Michio sat on her crash couch and let her wife go over all the ships and stations. Nadia put her hands to her hips in fists and made small sounds in the back of her throat. Michio thought they were approval. It would be easier when she had the ship’s system available to plot it all out, place each ship and its vector on a single interface. Even with her wall a mass of
careful handwriting, there were other lists—longer lists—of critically important information. The warships under Marco’s direct control. The elite guard force that Rosenfeld held in reserve. The thousands of supply containers from Pallas and Vesta and Callisto that had already been scattered to the care of the overwhelming void. Michio stretched her back against the one-third g braking burn, feeling the ache between her ribs.
“When are we going to steal it all?” Nadia asked.
“When I talk to Carmondy,” Michio said. “Earlier than that, and Himself might notice. Later, and he might be warned.”
“Ah, Carmondy,” Nadia said with a sigh. “It bothers me.”
“Me too,” Michio said. Nadia turned from the wall to consider her. The air of checking for errors didn’t change.
“What bothers you?” Nadia asked.
Michio nodded at the wall. “All this. Doing what I’m about to do.”
“You don’t think it’s right?”
“I don’t know if that matters. I mean, Marco does what he thinks is right. And Dawes. And Earth.
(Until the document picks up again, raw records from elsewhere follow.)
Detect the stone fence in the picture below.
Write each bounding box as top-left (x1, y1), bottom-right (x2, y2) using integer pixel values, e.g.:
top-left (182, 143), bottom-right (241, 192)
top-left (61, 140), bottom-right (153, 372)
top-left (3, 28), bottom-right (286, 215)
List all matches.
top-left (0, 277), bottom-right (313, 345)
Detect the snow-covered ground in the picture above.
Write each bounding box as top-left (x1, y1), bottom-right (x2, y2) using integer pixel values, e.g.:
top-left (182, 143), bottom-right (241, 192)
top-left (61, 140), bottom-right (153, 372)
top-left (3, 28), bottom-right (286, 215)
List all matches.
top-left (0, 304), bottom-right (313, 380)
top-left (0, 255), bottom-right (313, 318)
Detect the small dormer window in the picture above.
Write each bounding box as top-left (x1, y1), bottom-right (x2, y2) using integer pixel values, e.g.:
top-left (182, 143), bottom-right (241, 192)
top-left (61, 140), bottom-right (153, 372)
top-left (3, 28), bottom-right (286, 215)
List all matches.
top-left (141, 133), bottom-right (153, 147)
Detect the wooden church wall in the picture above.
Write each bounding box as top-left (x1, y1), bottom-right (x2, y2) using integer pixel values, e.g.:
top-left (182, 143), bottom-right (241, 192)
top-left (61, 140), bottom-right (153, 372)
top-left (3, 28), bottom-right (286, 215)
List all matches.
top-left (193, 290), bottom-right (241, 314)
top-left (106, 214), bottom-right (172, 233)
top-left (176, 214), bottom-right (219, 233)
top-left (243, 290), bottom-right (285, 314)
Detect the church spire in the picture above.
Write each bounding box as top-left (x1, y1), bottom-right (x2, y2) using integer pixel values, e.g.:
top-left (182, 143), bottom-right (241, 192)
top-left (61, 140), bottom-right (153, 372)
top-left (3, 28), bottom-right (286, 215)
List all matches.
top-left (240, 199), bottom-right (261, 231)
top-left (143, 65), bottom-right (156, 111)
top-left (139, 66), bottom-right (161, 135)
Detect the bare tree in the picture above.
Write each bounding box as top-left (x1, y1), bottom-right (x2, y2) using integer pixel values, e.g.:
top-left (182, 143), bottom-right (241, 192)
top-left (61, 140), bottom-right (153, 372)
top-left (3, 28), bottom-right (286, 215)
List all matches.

All of them do what they think is right, and tell themselves that they’re moral people with the strength to do the necessary things, however terrible they seem at the time. Every atrocity that has been done to us had someone behind it who thought what they did was justified. And here I am. A moral person with the strength to do this. Because it’s justified.”
“Ah,” Nadia said. “You don’t think Carmondy will join us.”
“I don’t. And then I think I’ll have to make an example of him so that the others will take me seriously.”
“It’s not much of a pirate queen who leaves survivors in peace,” Nadia said. And then, “You’re wrong about one thing, though. Not every evil thing is done by the righteous. Some people do harsh things for the pleasure. But that isn’t what bothers me.”
Michio lifted her hands, asking the question.
“Working with Carmondy,” Nadia said. “I don’t know what it is. The man annoys me.”